Честно говоря, он сказал так, чтобы отвязаться. Не было у него желания оттягиваться в кругу детишек чиновничьей элиты, в обществе случайной постельной подруги, ее едва ли приятного жениха и знакомой только в лицо Ляли Александровой», более всего напоминавшей ему белобрысого окосевшего воробушка. Смешно даже и думать, что там он сумел бы хоть на мгновение, хоть чем-то заполнить черную дыру, пробитую в душе уходом… Нет, в такой тональности он это имя не произнесет даже про себя. Отрезанный ломоть… А Новый год будет встречать дома, у постели бабушки, будет читать ей Флобера или Библию, посмотрит с ней «Голубой огонек» и ляжет спать в половине второго. За день до этого купит на базаре маленькую, но пушистую елочку и положит под нее толстые шерстяные носки, чтобы у бабушки не так мерзли ноги…

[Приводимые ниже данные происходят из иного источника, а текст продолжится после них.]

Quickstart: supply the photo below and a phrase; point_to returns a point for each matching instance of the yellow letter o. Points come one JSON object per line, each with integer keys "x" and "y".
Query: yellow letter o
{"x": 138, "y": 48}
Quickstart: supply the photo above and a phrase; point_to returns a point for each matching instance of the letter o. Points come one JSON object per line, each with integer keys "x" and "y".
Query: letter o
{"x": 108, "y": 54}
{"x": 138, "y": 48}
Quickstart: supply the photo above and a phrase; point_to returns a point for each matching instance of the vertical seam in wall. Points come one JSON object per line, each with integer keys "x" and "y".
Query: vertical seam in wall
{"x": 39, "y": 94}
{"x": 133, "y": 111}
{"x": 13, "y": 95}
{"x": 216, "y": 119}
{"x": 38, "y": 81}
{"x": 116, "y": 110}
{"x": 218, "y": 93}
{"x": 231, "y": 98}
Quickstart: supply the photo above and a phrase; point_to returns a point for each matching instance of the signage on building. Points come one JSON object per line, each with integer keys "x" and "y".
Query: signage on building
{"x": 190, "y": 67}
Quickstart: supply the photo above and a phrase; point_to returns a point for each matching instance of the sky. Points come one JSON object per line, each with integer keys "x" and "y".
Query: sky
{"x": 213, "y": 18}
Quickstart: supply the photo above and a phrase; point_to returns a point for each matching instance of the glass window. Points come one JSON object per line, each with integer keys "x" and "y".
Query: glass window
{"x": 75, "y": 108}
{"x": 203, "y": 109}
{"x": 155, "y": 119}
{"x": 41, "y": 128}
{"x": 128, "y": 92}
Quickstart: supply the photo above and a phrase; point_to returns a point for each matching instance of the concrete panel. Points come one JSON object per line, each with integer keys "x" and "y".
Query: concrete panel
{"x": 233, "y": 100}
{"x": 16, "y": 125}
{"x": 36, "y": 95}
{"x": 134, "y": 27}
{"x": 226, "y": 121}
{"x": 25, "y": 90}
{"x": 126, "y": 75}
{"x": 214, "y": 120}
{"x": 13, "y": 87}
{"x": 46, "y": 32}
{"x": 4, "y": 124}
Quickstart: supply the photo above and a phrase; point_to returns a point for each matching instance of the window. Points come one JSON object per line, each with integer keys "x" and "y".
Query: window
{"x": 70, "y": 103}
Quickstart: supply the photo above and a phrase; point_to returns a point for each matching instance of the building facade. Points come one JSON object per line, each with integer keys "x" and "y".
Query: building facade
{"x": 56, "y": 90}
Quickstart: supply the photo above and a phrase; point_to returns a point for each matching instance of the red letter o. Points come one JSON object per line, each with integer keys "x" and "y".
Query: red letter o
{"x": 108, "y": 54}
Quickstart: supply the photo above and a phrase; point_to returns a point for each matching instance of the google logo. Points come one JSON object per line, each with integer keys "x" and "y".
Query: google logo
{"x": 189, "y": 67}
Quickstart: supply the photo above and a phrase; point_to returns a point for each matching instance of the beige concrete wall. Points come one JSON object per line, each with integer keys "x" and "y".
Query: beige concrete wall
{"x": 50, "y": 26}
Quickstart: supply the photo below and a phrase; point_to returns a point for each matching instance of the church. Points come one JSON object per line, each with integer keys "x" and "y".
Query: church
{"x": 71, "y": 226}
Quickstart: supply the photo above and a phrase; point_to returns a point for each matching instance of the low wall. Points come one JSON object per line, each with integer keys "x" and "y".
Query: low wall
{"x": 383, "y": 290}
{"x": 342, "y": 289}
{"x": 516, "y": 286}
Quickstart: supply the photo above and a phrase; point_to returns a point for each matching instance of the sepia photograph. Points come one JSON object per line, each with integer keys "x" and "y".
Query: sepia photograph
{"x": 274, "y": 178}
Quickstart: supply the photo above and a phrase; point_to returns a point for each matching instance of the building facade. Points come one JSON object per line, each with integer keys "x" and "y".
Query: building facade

Однако вышло совсем не так, как он планировал. Двадцать первого декабря у Александры Павловны случился повторный приступ, и «скорая» не успела… Отпевали бабушку в Спасо-Преображенском соборе, хоронили на Серафимовском. Явилось множество людей, большинство из которых было Нилу незнакомо, из речей и разговоров на кладбище, а потом и дома, на поминках, он узнал, каким, оказывается, добрым и чутким человеком была его бабушка, скольким замечательным музыкантам дала путевку в жизнь. Нил, нахохлившись, сидел в черном костюме среди цветов, сжимал в руке забытый поминальный пирожок и думал о том, что вот теперь-то он точно остался один, даже горшка не за кем вынести. Когда все ушли, он позвонил Марине и сказал: «Я буду».